The content of the revelation is engineered for deniability and maximum damage. Larys never states that Rhaenyra took moon tea to end a pregnancy. He surfaces the Grand Maester's nocturnal visit, lets Alicent's imagination complete the sentence, and backs away each time she presses for clarity. The implication is planted. He can never be accused of having voiced it. And Rhaenyra had already told Alicent directly that nothing happened with Daemon, which means Larys has arranged the arithmetic before he opens his mouth. He knows exactly what Alicent will conclude. He has constructed the equation and handed her the answer without signing his name to it.
His own framing of his position is worth taking literally. Larys tells Alicent that when one is never invited to speak, one learns to observe. He is not describing a habit. He is advertising a service and establishing its provenance. The intelligence is not new. The practice is long-standing. He is presenting himself as someone who has been watching over Alicent without being asked, which is a far more seductive offer than anything his father Lyonel would make through formal channels. Lyonel operates through authority. Larys operates through the weaponized pause and the withheld clause. The vacancy created by Otto's departure is not what activates Larys. It is what he was waiting for.
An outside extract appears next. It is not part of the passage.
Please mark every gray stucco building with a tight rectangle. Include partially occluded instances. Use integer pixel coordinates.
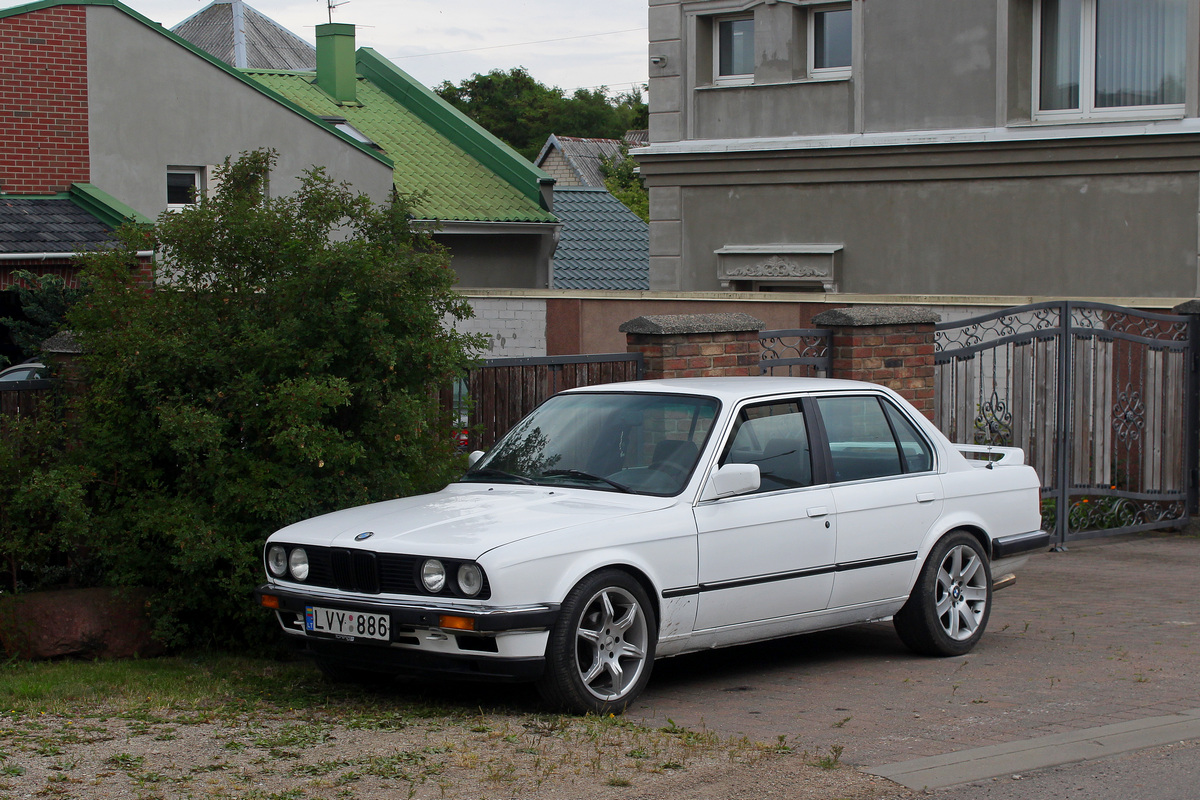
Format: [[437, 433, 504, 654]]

The sharpest point the evidence presses toward is this: Larys does not need Alicent to win. He needs Alicent to need him. A patron who believes she discovered her own intelligence asset is a patron who will never audit the asset's true loyalties. By framing the Godswood conversation as idle chit-chat while reshaping Alicent's entire understanding of Rhaenyra, he lowers her guard against recognizing she is being managed. The account he opens that day is structured from the beginning to run a permanent balance in his favor. He is not loyal to the Green cause. He is loyal to the condition of being indispensable, and he manufactured that condition himself before any faction existed to join.
Is this theory convincing?
Key Evidence
Timed Godswood Revelation
Larys approaches Alicent immediately after her father's dismissal as Hand, choosing the moment she is most isolated and emotionally vulnerable to deploy the moon tea information he has been holding.
Deliberate Indirection on Tea
Larys mentions the Grand Maester's nocturnal visit to Rhaenyra's chambers without stating its purpose, backing off each time Alicent presses, ensuring the implication lands while he retains plausible deniability.
Never Invited to Speak
Larys explicitly tells Alicent that when one is never invited to speak, one learns to observe, framing his intelligence-gathering as a long-standing practice rather than a recent response to Otto's fall.
Alicent's Trust in Rhaenyra Broken
Alicent had personally vouched for Rhaenyra's innocence before the king; after Larys's revelation, she understands that Rhaenyra lied directly to her face, making the Godswood scene the moment her allegiance shifts.
Vacancy Created by Otto's Removal
Larys's approach follows directly on his own father Lyonel Strong replacing Otto as Hand, suggesting Larys is independently positioning himself with Alicent rather than acting as an extension of his father's interests.
Casualness as Strategic Cover
Larys frames the conversation as idle chit-chat while delivering information that reshapes Alicent's understanding of Rhaenyra, using the register of pleasantry to lower Alicent's guard against recognizing she is being managed.